Setelah beberapa dekade berlalu, perkawinan campuran tersebut jelas telah menandai demografi dan budaya Blambangan. Orang peranakan antara Kerajaan Blambangan dan Kerajaan Mengwi kemudian dikenal sebagai Suku Osing. Ketika Kerajaan Blambangan runtuh, budayanya telah berubah.
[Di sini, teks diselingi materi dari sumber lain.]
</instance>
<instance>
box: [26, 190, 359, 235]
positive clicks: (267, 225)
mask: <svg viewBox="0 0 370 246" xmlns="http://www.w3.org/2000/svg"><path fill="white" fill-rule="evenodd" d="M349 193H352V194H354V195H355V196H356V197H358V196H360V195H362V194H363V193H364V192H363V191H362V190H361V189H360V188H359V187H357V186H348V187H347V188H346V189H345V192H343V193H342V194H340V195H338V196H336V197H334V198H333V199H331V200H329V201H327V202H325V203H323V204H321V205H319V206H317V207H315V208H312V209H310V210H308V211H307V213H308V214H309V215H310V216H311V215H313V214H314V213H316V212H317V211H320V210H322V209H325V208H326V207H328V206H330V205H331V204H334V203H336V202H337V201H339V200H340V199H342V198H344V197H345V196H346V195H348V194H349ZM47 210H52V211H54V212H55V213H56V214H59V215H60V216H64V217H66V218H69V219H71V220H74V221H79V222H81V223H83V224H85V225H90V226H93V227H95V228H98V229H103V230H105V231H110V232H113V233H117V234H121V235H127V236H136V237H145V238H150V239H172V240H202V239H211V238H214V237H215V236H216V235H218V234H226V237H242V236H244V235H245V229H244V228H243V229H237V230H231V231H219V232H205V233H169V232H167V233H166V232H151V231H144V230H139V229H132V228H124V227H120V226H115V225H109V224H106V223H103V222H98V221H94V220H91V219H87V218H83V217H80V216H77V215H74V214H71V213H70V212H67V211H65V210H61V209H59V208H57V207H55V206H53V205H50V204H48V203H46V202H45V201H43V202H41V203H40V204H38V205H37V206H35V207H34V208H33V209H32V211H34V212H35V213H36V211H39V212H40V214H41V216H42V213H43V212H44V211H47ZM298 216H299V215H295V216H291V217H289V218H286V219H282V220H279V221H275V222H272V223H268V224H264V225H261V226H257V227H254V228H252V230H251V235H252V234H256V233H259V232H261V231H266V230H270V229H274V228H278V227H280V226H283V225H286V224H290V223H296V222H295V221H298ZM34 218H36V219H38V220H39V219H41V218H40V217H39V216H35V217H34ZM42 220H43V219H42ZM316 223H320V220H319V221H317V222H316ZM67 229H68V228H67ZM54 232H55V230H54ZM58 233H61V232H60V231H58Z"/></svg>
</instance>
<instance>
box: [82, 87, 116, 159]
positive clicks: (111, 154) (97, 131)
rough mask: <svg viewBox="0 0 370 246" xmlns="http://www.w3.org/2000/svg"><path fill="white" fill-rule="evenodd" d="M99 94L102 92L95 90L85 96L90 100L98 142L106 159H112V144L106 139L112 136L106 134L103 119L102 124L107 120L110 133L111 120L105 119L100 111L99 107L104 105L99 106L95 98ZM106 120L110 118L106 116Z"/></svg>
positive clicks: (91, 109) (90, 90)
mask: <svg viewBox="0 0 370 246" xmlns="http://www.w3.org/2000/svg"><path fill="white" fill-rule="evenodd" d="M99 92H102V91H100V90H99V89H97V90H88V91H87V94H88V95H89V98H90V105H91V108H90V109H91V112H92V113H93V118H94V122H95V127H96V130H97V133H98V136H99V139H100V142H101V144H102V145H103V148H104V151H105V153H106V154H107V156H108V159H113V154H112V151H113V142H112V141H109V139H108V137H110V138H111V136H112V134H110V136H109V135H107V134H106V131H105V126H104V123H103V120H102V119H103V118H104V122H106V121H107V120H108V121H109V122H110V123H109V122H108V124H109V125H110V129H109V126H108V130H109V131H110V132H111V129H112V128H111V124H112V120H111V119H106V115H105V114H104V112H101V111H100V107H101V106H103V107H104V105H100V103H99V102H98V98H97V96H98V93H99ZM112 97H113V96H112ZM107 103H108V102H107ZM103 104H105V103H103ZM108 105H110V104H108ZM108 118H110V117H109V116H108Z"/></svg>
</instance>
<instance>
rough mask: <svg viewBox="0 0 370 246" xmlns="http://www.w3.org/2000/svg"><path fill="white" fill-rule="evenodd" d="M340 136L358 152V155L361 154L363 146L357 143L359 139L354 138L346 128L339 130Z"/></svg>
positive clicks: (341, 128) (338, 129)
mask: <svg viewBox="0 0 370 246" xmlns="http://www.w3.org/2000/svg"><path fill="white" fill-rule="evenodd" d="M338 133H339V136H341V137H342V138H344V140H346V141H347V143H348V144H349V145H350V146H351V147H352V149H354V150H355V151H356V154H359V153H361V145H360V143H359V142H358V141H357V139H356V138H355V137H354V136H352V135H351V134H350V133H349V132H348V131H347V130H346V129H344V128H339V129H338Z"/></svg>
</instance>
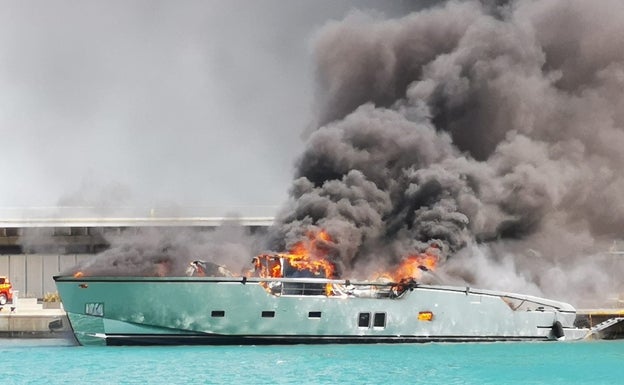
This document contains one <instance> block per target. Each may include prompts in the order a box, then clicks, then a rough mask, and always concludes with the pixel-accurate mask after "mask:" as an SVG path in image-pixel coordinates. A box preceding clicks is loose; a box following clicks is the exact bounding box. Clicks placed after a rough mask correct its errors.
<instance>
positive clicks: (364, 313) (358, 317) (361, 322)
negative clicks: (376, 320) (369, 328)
mask: <svg viewBox="0 0 624 385" xmlns="http://www.w3.org/2000/svg"><path fill="white" fill-rule="evenodd" d="M363 321H365V322H366V325H363V324H364V322H363ZM370 321H371V316H370V312H360V313H358V327H359V328H363V329H368V328H370Z"/></svg>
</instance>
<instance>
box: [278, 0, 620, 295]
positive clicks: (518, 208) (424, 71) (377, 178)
mask: <svg viewBox="0 0 624 385" xmlns="http://www.w3.org/2000/svg"><path fill="white" fill-rule="evenodd" d="M622 17H624V5H623V4H622V3H621V2H619V1H603V2H600V3H588V2H585V1H580V0H578V1H567V0H566V1H562V0H546V1H539V2H535V1H528V0H527V1H522V0H521V1H513V2H506V3H504V4H502V5H496V4H492V3H491V2H490V3H488V4H485V5H484V4H483V3H479V2H476V1H466V2H459V1H450V2H448V3H446V4H444V5H443V6H440V7H436V8H432V9H426V10H422V11H419V12H415V13H412V14H410V15H407V16H405V17H403V18H398V19H383V18H381V17H379V16H377V15H370V14H366V13H361V12H355V13H352V14H351V15H350V16H348V17H347V18H346V19H344V20H343V21H340V22H331V23H328V24H327V25H326V26H325V27H324V28H323V29H322V30H321V31H319V33H318V35H317V37H316V45H315V48H316V50H315V55H316V56H315V57H316V67H317V78H318V87H319V90H318V93H317V94H318V99H317V102H316V106H317V109H318V111H317V120H316V121H315V124H316V126H317V127H318V129H316V130H314V131H313V132H311V133H310V137H309V141H308V143H307V147H306V149H305V150H304V153H303V154H302V156H301V157H300V159H299V162H298V165H297V173H296V174H297V175H296V179H295V181H294V183H293V187H292V189H291V199H290V201H289V203H288V204H287V205H286V207H285V208H284V210H283V211H282V214H281V217H280V220H279V225H278V226H277V227H276V229H275V230H274V234H273V242H274V243H273V246H274V247H275V248H284V247H288V246H289V244H292V243H293V242H295V241H296V239H297V238H298V237H301V236H302V234H304V233H305V232H307V231H308V230H309V229H315V228H325V229H327V230H328V231H329V232H330V234H331V235H332V237H333V239H334V241H333V242H330V245H329V246H331V247H333V248H334V257H335V259H336V261H337V262H338V263H339V264H340V265H341V268H342V269H343V270H352V271H357V270H358V268H360V267H361V266H362V265H367V264H376V265H380V264H382V265H383V264H386V265H391V264H392V263H395V262H397V261H398V260H399V259H400V258H401V257H402V256H404V255H405V254H406V253H409V252H414V251H418V250H422V249H423V248H424V247H426V245H427V244H430V243H431V242H436V243H438V244H439V245H441V247H442V251H443V254H444V255H445V256H447V257H448V261H447V262H446V264H444V265H443V267H442V269H443V271H442V273H444V274H447V275H448V278H449V279H450V280H458V281H463V282H467V283H469V284H477V285H481V284H486V285H487V286H488V287H498V288H502V289H508V290H509V289H516V290H521V291H526V290H523V289H527V288H531V287H533V288H534V289H531V291H535V292H537V293H540V292H541V293H544V294H547V295H557V296H562V297H564V298H570V299H574V300H575V301H582V300H584V299H586V298H589V297H591V296H592V295H595V294H596V293H597V292H601V291H604V290H611V289H613V287H612V285H614V284H615V282H614V281H613V280H612V279H609V276H610V274H606V273H605V270H606V269H605V265H604V262H605V261H603V260H602V261H601V260H599V258H598V256H597V255H596V254H597V253H599V252H600V251H605V250H607V248H608V246H610V244H611V242H612V240H613V239H616V238H619V237H621V229H622V228H623V225H624V223H623V221H624V195H623V194H621V191H624V177H623V174H622V172H621V170H622V168H623V167H622V166H624V152H623V151H622V148H624V113H623V112H622V111H624V109H623V108H622V107H624V106H623V103H624V102H623V101H624V99H623V98H622V94H623V93H622V91H623V90H624V47H623V45H624V40H622V39H621V37H622V36H624V26H623V25H622V23H621V20H622ZM588 255H590V256H589V257H588ZM591 255H594V256H593V257H592V256H591ZM484 261H487V263H486V262H484ZM608 266H609V268H612V269H613V268H615V269H618V268H619V267H618V266H619V265H617V266H615V265H613V266H611V264H608ZM503 267H504V268H503ZM500 271H506V272H508V274H509V273H510V272H512V273H513V274H512V275H513V276H514V277H515V278H514V279H502V278H501V279H500V280H499V281H497V280H496V279H493V277H497V276H498V277H502V276H501V274H499V273H500ZM575 289H578V290H575Z"/></svg>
Suku Osing telah menjadi kehadiran permanen di masyarakat Blambangan, dan mereka terus berada di wilayah Banyuwangi hingga kini.

Suku Osing berbicara bahasanya sendiri, bahasa Osing yang berasal dari pengaruh bahasa Bali dan turunan langsung bahasa Jawa Kuno. Sekilas budaya dan adat kebiasaan Suku Osing hampir mirip dengan Suku Jawa dan Suku Bali, namun sebenarnya jelas berbeda. Suku Osing adalah sub-kultur dari Suku Jawa yang hidup menetap di desa-desa pertanian dengan tanah subur di bagian tengah dan timur Banyuwangi.

Ciri-ciri masyarakat Suku Osing yang dapat dilihat adalah menggunakan bahasa Osing dalam kesehariannya. Memiliki danyang desa dan mengakui kepercayaan leluhur. Cenderung homogen, melakukan perkawinan dengan orang yang satu suku. Sebagian besar beragama Islam, namun beberapa masih menganut Hindu bahkan kepercayaan lain seperti Saptadharma.